Wednesday, May 21, 2008

Maya: Animation Software

I would always feel that how hard the animators work and how the animations are made. I have gone through the basic research on Internet in which I found one of the good software used for animations that is MAYA. And I would like to share my research on animations. Let us see some of the essential forms of computer animation that use the software called Maya.
Key frame Animation
This is the essential, fundamental form of computer animation. The model is placed in a starting pose or position, and a keyframe is set. Some frames later, another keyframe is set, and the model is moved as desired. This process is repeated as many times as needed. The animation software interpolates the motion needed to move the model smoothly between the keyframes. What this means is that if the animator keys a box, and moves the box across the room in the next keyframe, when the scene is scrubbed or viewed, the box will glide across the floor instead of jumping from frame to frame. This applies to anything in the scene - moving fingers, eyelids, moving lips, etc.

Nonlinear Animation
In Maya, there are two types of clip: source clips and regular clips. Maya preserves and protects a character's original animation curves by storing them in source clips. Moving, manipulating, and blending regular clips to produce a smooth series of motions for a character is the basis of nonlinear animation. The tool with which you manage all these aspects of a character's nonlinear animation is the Trax Editor.

Path Animation
A path animation controls the position and rotation of an object along a curve. An object must first be attached to the curve for it to become a path curve.
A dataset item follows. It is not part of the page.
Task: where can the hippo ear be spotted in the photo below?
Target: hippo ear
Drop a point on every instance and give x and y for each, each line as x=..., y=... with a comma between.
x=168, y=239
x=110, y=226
You can also generate motion paths by animating objects using motion path keys.

Skeletons
Skeletons are hierarchical, articulated structures that let you pose and animate bound models. A skeleton provides a deformable model with a similar underlying structure as the human skeleton gives the human body. Just like in the human body, the location of joints and the number of joints you add to a skeleton determine how the skeleton's bound model or `body' moves. When you bind a model to a skeleton, it is called skinning. The process of making a skeleton or bones, refining the joints, using IK or FK, putting handles on the joints so animators can manipulate them, and over all making the model ready for animation is called "Rigging"

Skinning
Skinning is the process of setting up a character's model so that it can be deformed by a skeleton.

Constraints
Constraints enable you to constrain the position, orientation, or scale of an object to other objects. Further, with constraints you can impose specific limits on objects and automate animation processes.